3. A system according to claim 1 wherein a plurality of the instruments are associated with the container and wherein the control system is programmed to detect whether all of the instruments are properly within the container.

4. A system according to claim 3 wherein the control system further includes an output device to inform a user whether all of the instruments are properly within the container.

5. A system according to claim 4 wherein when one or more of the instruments associated with the container are not in the container, the output device further lists which of the instruments are missing from the container.

6. A system according to claim 4 wherein if one or more instruments not associated with the container are detected in the container the output device further lists which instruments are improperly in the container.

7. A system according to claim 3 wherein each of the instruments is identified by its type.

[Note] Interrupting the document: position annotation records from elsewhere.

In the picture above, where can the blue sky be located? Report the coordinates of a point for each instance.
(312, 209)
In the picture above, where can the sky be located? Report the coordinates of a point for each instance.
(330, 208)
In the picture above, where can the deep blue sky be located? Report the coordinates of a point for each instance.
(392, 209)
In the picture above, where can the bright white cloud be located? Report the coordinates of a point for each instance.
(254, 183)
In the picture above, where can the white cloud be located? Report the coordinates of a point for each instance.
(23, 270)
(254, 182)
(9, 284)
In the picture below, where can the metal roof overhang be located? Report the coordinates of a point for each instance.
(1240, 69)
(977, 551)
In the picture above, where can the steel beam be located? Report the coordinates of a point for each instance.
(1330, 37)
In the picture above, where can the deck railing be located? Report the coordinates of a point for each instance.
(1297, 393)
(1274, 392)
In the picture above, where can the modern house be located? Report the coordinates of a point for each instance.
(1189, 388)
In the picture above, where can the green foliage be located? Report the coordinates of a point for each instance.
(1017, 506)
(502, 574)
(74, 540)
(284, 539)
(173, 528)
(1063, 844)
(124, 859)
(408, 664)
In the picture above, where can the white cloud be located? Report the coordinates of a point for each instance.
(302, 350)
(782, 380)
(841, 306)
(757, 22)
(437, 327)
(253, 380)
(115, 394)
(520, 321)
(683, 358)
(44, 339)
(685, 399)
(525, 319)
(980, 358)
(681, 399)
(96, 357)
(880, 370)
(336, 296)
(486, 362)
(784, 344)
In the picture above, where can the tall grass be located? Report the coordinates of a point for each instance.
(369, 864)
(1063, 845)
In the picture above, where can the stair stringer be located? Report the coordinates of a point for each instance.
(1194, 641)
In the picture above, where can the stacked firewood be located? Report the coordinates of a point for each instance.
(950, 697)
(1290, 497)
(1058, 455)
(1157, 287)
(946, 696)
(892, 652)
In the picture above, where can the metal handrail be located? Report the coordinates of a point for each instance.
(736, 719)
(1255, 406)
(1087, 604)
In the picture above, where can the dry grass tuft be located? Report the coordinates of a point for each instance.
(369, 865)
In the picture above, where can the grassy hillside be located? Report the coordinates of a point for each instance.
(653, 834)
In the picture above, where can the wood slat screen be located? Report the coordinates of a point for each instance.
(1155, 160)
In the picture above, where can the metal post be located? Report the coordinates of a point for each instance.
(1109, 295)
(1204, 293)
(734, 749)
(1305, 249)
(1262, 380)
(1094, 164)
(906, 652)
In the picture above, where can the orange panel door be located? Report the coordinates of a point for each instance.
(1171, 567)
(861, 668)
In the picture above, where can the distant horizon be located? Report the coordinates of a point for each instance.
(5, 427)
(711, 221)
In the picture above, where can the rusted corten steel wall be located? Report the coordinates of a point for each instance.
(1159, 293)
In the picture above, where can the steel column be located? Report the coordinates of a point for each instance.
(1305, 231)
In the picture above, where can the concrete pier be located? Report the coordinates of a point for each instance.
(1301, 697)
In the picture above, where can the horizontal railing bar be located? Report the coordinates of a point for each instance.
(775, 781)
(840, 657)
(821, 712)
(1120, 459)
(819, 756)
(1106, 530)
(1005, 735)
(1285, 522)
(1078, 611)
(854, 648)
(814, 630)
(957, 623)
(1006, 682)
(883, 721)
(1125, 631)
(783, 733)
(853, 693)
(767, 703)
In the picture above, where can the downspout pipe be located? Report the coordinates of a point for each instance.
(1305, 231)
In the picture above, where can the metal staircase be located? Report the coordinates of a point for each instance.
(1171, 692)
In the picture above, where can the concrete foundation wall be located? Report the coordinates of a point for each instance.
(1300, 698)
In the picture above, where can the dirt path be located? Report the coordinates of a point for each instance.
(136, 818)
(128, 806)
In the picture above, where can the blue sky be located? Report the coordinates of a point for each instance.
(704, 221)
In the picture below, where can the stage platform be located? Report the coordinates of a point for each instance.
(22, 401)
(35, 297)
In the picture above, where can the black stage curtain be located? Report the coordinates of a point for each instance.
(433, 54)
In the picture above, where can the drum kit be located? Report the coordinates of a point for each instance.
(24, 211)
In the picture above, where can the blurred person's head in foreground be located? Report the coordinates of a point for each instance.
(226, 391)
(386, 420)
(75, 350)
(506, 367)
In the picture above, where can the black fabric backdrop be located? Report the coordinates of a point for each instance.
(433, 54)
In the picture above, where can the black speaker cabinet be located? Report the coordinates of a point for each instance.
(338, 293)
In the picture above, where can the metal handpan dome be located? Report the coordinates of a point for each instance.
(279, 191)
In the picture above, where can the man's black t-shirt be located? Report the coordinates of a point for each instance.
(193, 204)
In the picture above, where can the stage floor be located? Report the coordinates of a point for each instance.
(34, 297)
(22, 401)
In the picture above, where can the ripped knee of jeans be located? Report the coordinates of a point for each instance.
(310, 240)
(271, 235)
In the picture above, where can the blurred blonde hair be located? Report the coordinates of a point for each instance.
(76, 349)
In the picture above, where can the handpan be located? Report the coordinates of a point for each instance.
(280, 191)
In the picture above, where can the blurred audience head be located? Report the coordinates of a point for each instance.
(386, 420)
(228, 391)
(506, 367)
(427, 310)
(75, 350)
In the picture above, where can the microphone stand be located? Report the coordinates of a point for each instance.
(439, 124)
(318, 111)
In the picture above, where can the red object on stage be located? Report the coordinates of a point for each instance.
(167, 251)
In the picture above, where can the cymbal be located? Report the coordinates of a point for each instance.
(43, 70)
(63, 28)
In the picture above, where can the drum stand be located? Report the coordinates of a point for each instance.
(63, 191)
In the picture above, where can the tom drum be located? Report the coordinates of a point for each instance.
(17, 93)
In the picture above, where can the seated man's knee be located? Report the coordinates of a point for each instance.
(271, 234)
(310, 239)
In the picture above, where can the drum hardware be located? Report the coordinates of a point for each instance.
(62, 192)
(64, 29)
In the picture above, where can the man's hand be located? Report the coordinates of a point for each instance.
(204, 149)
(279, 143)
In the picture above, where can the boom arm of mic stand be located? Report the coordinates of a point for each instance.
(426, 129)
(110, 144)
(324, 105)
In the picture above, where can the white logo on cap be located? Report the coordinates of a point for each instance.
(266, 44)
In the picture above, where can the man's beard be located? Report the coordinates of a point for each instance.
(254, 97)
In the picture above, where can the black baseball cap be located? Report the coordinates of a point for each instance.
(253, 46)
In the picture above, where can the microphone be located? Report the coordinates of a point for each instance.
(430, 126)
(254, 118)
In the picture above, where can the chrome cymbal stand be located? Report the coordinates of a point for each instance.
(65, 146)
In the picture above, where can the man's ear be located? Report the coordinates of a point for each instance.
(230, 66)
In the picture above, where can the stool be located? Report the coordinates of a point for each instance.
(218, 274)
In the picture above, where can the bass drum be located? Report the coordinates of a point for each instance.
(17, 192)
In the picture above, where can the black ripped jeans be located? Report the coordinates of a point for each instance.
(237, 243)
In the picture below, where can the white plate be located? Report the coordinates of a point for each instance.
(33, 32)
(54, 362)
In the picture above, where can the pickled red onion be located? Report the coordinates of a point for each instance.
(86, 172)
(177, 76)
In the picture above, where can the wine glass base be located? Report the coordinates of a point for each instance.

8. A system according to claim 3 wherein each of the instruments is identified with a unique identifier.

9. A system according to claim 1 wherein the tags are RFID tags and the tag reader is an RFID tag reader.

10. A system according to claim 1 wherein the tag reader is located on the container.

11. A system according to claim 1 wherein the tag reader is provided on a unit separate from the container.

12. A method for holding and tracking medical instruments, the method comprising:

associating one or more of the medical instruments with a container and storing that association within a control system associated with the container, each of the medical instruments bearing a machine readable identification tag bearing information about itself;

querying a contents of the container with a tag reader to identify which instruments are therein; and

determining whether the container contains each of the instruments associated with the container and only those instruments and outputting that determination to a user.

13. A method according to claim 12 wherein a plurality of the instruments are associated with the container and the method includes the step of informing the user whether all of the instruments are properly within the container.

14. A method according to claim 13 and further including the step of when one or more of the instruments associated with the container are not in the container, informing the user which of the instruments are missing from the container.

15. A method according to claim 14 and further including the step of if one or more instruments not associated with the container are detected in the container informing the user which instruments are improperly in the container.

16. A method according to claim 12 wherein each of the one or more instruments is identified by its type.

17. A method according to claim 12 wherein each of the one or more instruments is identified with a unique identifier.

18. A method according to claim 12 wherein the tags are RFID tags and the tag reader is an RFID tag reader.

19. A method according to claim 12 wherein the instruments comprise a set designed for a medical procedure and the method includes the step of making sure each of the instruments of the set are placed into the container prior to the procedure.

20. A method according to claim 19 wherein the method further comprises the step of ensuring that each of the instruments in the set which are reusable are returned to the container after the medical procedure.